Nei dati delle regioni i costi della non politica e il ventennio perduto dell’economia italiana

di Giorgio La Malfa

Nel 2000 il nostro reddito pro capite era di oltre un quarto superiore alla media europea, solo di 7 punti inferiore a quello della Germania e di 8 punti superiore a quello della Francia. Oggi l’Italia è scesa tanto da finire del 5% sotto la media europea. Abbiamo perso 30 punti in 20 anni. Siamo 26 punti sotto la Germania; 10 sotto la Francia

(Adobe Stock)

3' di lettura

Un grafico e una tabella, contenuti nel recente Rapporto annuale della Svimez reso noto qualche giorno fa, raccontano, meglio di interi libri, il vero e proprio disastro economico dell’Italia in questi anni.
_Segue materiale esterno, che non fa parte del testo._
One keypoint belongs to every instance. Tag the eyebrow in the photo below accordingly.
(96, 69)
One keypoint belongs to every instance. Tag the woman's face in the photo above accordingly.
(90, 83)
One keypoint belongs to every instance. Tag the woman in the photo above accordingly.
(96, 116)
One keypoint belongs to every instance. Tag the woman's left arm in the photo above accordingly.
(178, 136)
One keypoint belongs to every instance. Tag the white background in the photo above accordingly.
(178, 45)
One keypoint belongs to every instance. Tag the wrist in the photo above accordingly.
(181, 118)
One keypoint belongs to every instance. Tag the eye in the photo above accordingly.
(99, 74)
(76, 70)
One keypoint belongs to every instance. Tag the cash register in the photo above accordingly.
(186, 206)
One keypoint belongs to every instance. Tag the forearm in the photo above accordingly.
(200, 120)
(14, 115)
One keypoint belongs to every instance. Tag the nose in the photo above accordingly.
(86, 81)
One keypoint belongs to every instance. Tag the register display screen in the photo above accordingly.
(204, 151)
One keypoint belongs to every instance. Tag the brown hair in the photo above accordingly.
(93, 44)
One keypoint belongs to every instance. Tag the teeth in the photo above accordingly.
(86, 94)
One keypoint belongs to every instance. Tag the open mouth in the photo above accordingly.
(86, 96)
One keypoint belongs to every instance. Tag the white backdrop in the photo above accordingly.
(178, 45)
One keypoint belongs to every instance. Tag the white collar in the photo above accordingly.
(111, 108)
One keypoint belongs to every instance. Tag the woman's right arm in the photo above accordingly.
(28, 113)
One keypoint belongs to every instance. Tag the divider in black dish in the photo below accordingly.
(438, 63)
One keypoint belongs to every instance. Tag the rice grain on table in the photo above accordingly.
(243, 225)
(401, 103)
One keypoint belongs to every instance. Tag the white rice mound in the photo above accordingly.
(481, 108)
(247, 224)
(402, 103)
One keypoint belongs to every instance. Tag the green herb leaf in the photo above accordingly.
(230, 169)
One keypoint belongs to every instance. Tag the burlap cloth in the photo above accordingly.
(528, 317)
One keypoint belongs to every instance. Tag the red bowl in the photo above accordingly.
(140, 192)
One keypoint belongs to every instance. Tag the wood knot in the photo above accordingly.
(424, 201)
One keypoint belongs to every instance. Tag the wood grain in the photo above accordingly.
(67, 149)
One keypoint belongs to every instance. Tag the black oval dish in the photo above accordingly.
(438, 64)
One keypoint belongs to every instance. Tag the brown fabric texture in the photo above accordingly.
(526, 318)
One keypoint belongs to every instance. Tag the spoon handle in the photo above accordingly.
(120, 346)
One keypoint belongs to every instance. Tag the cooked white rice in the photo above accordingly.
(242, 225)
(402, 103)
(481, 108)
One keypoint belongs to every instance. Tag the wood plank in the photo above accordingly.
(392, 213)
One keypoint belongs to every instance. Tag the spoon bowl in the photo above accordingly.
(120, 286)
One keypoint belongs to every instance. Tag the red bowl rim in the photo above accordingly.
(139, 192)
I dati riguardano l’ultimo ventennio, ma se si volesse andare alla radice dei problemi si dovrebbe risalire più indietro nel tempo. Grafico e tabella misurano gli esiti economici di un fallimento della politica che si trascina da troppi anni. Potrebbero intitolarsi: il costo del non-governo – o del cattivo governo. Finora nessuno sembra averle notate.

Il grafico mostra l’andamento fra il 2000 e il 2019 del reddito pro capite dei quattro maggiori Paesi dell’Unione Europea – Italia, Francia, Germania e Spagna – in rapporto all’andamento del reddito medio pro capite dell’Unione.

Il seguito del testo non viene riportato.